Comment Re:Tiny black holes? [Re:Dark matter isn't so exot (Score 1) 87
Yep. If Hawking is right, black holes don't live forever.
I think the large majority of astrophysicists accept this. Not because it's Hawking's idea, but because his arguments are solid.
The second point - that the impact of the CMB (and "local" conditions) on a BH's event horizon will mean that BHs with a mass above a certain limit (and so, effective temperature of their event horizon below a certain value) are not shrinking at the moment, while smaller BHs are shrinking (by radiating into the CMB and their local conditions) is also, I think, generally accepted, but the position of that limit may be less sure. In particular, a BH with, say, a galaxy centre in it's sky is going to have a complex absorbtion/ emission integral over it's surface. Which leaves a lot of room for argument.
We're both old enough to remember when the decay of Primordial Black Holes (PBHs) was proposed as a solution to the problem of gamma-ray bursts. And the long arguments that entailed - is the distribution isotropic because they're very local, and the thousand LY range to the edge of the galactic disc takes us beyond their detectability range, or are they isotropic because they're far outside the galaxy and very rare per cubic gigaparsec per year. We're seeing the same arguments regurgitated, but with PBHs playing the role of "dark matter candidates" this time, instead of GRB progenitors.

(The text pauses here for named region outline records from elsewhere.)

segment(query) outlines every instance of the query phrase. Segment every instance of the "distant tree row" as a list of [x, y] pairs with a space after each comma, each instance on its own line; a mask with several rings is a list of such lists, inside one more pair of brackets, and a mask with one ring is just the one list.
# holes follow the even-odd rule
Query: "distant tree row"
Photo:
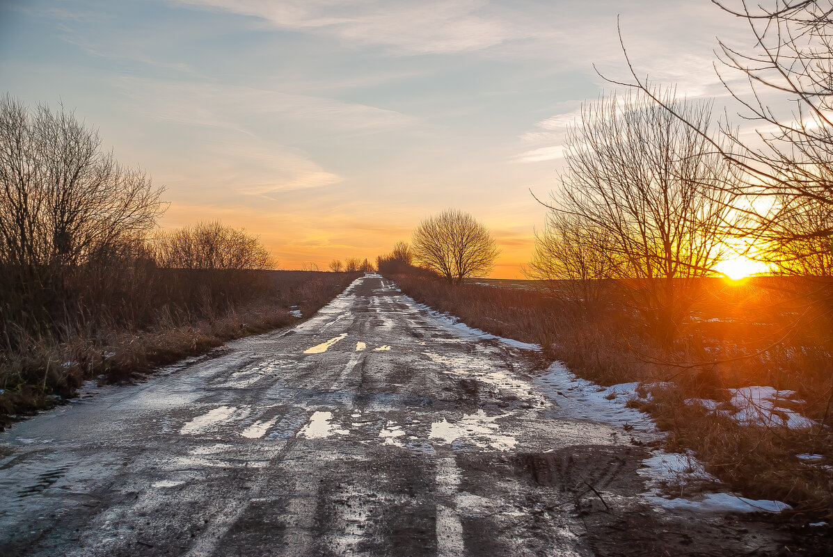
[[367, 257], [365, 257], [364, 261], [358, 257], [347, 257], [344, 260], [343, 263], [340, 259], [334, 259], [330, 261], [330, 271], [337, 273], [371, 273], [376, 271], [376, 267], [373, 266], [373, 264]]
[[447, 209], [422, 221], [411, 243], [399, 241], [377, 258], [380, 272], [434, 274], [449, 282], [487, 275], [500, 250], [488, 229], [466, 212]]
[[[30, 110], [0, 98], [0, 338], [7, 350], [32, 336], [95, 323], [149, 322], [167, 299], [189, 311], [232, 303], [257, 290], [252, 271], [275, 264], [256, 236], [219, 221], [154, 236], [167, 208], [162, 188], [101, 144], [95, 129], [62, 108]], [[224, 272], [210, 280], [182, 274], [206, 270]]]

I agree that PBHs are interesting ideas ("provocative" is the word I used when considering the recent analysis of the idea that the Sun contains a PBH. See https://wellsite-geologist.blo..., discussing https://arxiv.org/pdf/2312.076... "Is there a black hole in the center of the Sun?".), but being an interesting, or provocative, idea doesn't mean that the idea represents a real object. Stephen Jay Gould introduced me to the word "reification" when he was undermining the reification of the "intelligence quotient" in his "Mismeasure of Man" book, back in the early 1980s - and it's an important concept to remember. It's also a self-reifying idea - which should be up there with self-defeating prophecies.